There was a rapid flurry of venesections – phlebotomies – or “blood letting”. They brought my blood counts down quite quickly. My haem was keen to put me on Interferon, and this happened within a few months. He took into account my (relatively) young age, and he did have some concerns about Hydroxyurea, which I understood was another possible medication. He was quite clear that the venesections alone were inadequate, particularly given I had already had a thrombosis.
The injections of interferon (IntronA) (3 times a week) were initially undertaken by my wife and took a while to get used to. Eventually I did them myself and they became second nature. I still do this 3 times a week, though this is about to change.
Interferon has some side effects – “flu like symptoms”, particularly the day after injection, anxiety and possible depressive symptoms. I had these but not enough to deter me from using it. Crankiness is part of it, but then isn’t that often part of getting older? There has been an impact on mood and outlook – foggy brain makes it more difficult to focus, concentrate and to plan for anything beyond the immediate and familiar routine. (This latter aspect I feel can be overlooked but is quite real).

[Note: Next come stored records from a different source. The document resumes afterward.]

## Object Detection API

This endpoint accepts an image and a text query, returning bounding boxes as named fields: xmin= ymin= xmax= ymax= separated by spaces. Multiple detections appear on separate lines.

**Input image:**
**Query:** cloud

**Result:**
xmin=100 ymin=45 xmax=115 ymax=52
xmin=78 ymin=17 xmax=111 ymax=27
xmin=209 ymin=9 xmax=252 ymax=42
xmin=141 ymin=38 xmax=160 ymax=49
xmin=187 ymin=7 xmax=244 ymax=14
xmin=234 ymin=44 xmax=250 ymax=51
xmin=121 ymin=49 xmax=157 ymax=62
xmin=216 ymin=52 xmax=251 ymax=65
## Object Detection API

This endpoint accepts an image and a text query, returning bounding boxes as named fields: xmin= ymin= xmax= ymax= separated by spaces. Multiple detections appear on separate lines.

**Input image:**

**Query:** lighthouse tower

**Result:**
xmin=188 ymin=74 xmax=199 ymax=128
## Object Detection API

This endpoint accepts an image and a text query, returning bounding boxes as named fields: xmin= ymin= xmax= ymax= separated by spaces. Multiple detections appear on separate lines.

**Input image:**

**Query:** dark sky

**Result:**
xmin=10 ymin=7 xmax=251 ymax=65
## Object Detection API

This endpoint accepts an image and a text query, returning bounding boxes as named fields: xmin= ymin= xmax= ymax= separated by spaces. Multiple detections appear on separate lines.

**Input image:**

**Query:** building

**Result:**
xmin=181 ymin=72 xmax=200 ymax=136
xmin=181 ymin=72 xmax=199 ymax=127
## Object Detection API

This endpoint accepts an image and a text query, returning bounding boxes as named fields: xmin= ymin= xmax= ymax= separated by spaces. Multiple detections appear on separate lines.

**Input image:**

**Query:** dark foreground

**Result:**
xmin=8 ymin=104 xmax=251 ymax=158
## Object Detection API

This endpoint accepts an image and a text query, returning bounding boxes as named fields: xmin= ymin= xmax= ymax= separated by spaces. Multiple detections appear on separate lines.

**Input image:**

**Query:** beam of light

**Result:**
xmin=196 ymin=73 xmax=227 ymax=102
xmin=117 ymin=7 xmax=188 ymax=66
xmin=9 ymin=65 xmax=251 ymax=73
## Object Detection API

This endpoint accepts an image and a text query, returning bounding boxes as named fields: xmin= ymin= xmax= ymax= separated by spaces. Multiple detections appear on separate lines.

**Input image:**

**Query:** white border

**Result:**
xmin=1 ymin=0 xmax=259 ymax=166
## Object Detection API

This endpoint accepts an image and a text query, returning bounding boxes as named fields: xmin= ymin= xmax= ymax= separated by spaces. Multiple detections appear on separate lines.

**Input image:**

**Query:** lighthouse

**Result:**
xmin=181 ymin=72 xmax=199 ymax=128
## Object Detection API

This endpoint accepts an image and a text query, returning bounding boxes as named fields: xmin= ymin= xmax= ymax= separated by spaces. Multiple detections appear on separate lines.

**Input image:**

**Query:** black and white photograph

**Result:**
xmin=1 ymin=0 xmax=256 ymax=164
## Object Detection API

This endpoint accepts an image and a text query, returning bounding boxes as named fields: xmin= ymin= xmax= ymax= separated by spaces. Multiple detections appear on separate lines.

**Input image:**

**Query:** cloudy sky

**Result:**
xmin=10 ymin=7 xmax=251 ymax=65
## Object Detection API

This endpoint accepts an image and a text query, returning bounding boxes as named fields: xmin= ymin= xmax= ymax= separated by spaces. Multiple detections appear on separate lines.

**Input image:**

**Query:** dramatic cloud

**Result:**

I know some others with PV. Everyone copes in different ways. Support groups both in person and online, are useful. I subscribe to various Facebook groups and a US based web digest. I have been to a couple of meetings in Melbourne organised by the Leukaemia Foundation, a blood cancer conference and a specialist MPN conference.
The odd thing is that like many people with these diseases, I look fine. It is hard to explain the significance of the disease when you appear OK.
I know that there have been recent major advances in the state of knowledge of MPNs, particularly with the study of various genetic mutations (including JAK2 and others) that are associated with the diseases. I am confident that the research is leading to a better quality of life and increased life expectancy for those suffering the group of diseases. The possibility of progression of disease is always there – progression to secondary myelofibrosis, or acute myeloid leukaemia. But it seems to me that with treatment (and perhaps a bit of luck), such progression is very uncommon.
I am about to embark on a change of medication from IntronA to Pegasys. Pegasys, pegylated interferon, has just been put on to the PBS in Australia for MPN sufferers. This has been great news and the campaign was spearheaded by my friend Nathalie Cook. I gather that Pegasys will mean once weekly injections, instead of three times a week, and likely fewer side effects.
I try to keep up with all my usual activities as much as possible. Exercise (gym and weights) helps a great deal in quality of life. I still see my very supportive haematologist every few months, and have one set of blood tests in between appointments. We are able to have a quick email just to check that the results are OK. Everything is “stable”, to use my haematologist’s terminology, which is a good thing.